Burhan’s actions have similarly seen the military leader heavily criticized by human rights groups. He is the head of the ruling army and has been the country’s de facto head of government for the past two years oversaw a crackdown on pro-democracy activists.
Both men can certainly be interpreted as obstacles to Sudan’s transition to citizen democracy. But this is primarily a personal power struggle.
To use an African proverb, “When the elephants fight, the grass is trampled.”
So this is about power rather than ideology?
I think very much.
We are not talking about two men, or factions, with ideological differences over the future direction of the country. This cannot be framed as a left versus right thing, or about warring political parties. Nor is this a geo-religious conflict – pitting a predominantly Muslim north against a Christian south. And it’s not racial violence in the same way that the Darfur conflict, where the self-proclaimed Arab Janajaweed killed black people.

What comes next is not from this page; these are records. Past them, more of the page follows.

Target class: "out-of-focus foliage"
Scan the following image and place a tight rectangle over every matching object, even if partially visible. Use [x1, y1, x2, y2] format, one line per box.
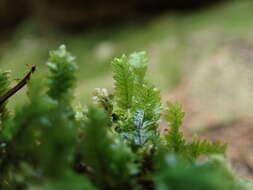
[0, 46, 248, 190]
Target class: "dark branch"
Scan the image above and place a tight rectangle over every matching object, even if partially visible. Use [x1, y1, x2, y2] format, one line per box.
[0, 65, 36, 106]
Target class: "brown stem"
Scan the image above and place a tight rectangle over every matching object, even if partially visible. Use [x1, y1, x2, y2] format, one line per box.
[0, 65, 36, 107]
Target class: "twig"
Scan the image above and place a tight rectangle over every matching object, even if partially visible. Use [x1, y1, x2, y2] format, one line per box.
[0, 64, 36, 107]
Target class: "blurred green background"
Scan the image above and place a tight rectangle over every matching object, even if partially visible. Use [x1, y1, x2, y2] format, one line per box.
[0, 0, 253, 178]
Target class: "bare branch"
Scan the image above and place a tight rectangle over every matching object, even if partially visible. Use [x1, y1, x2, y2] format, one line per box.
[0, 64, 36, 106]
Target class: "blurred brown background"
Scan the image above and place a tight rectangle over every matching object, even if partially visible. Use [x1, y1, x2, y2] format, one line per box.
[0, 0, 253, 180]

Some interpret observers what is happening in Sudan – rightly so, in my opinion – as a battle between two men who are doing everything they can not to be pushed out of the corridors of power through a transition to an elected government.
How does the violence fit into Sudan’s troubled past?
One thing that is worrying about the longer dynamic going on in Sudan is that the violence is now part of a history that fits the “failed African nation” trope.
Sudan, as far as I know, has had more coups than any other African country. Since independence from the United Kingdom in 1956, there have been coups in 1958, 1969, 1985, 1989, 2019 and 2021.
The coup of 1989 brought Bashir to power for a period of three decades as a dictator during which the Sudanese people suffered from the typical excesses of autocratic rule – secret police, opposition suppression, corruption.
When Bashir was deposed in 2019was it shocking to many observers – myself included – who assumed that he would die if he were in power, or that his rule would end only by assassination.
But any hope that Bashir’s end would mean democratic rule was short-lived. Two years after his deposition – when elections were to be held – the army decided to take power itself. intervene to prevent civil war.
As striking as the recent violence is now, in many ways what is unfolding is not unusual in the context of Sudanese history.
The military has long been at the center of political transitions in Sudan. And opposition to civilian government has been more or less the norm ever since independence in 1956.
Is there a danger of the violence escalating?
A coalition of civilian groups in the country has called for an immediate end to the violence, as has the American and other international observers. But with both factions dug in, that seems unlikely. Likewise, the prospect of free and fair elections in Sudan seems distant.
There doesn’t seem to be an easy road to a short-term solution, and what makes it more difficult is that you have two powerful men, both with an army at their disposal, fighting each other for power that neither seems ready to give up.
There are fears that the fighting could escalate and destabilize the region, jeopardizing Sudan’s relations with its neighbours. Chad, which borders Sudan to the west, has already done so closed its border with Sudan. Meanwhile a few Egyptian soldiers were captured in North Sudan while violence took place in Khartoum. Ethiopia, Sudan’s neighbor to the east, is still reeling from a two-year war in the Tigray region. And the spread of unrest in Sudan will be a concern for those watching a uneasy peace deal in South Sudan – which one gained independence from Sudan in 2011 and has been been ravaged by ethnic strife ever since.
As such, the stakes of the current unrest may extend beyond the immediate future of Burhan, Dagalo and even the Sudanese nation. The stability of the region could also be jeopardized.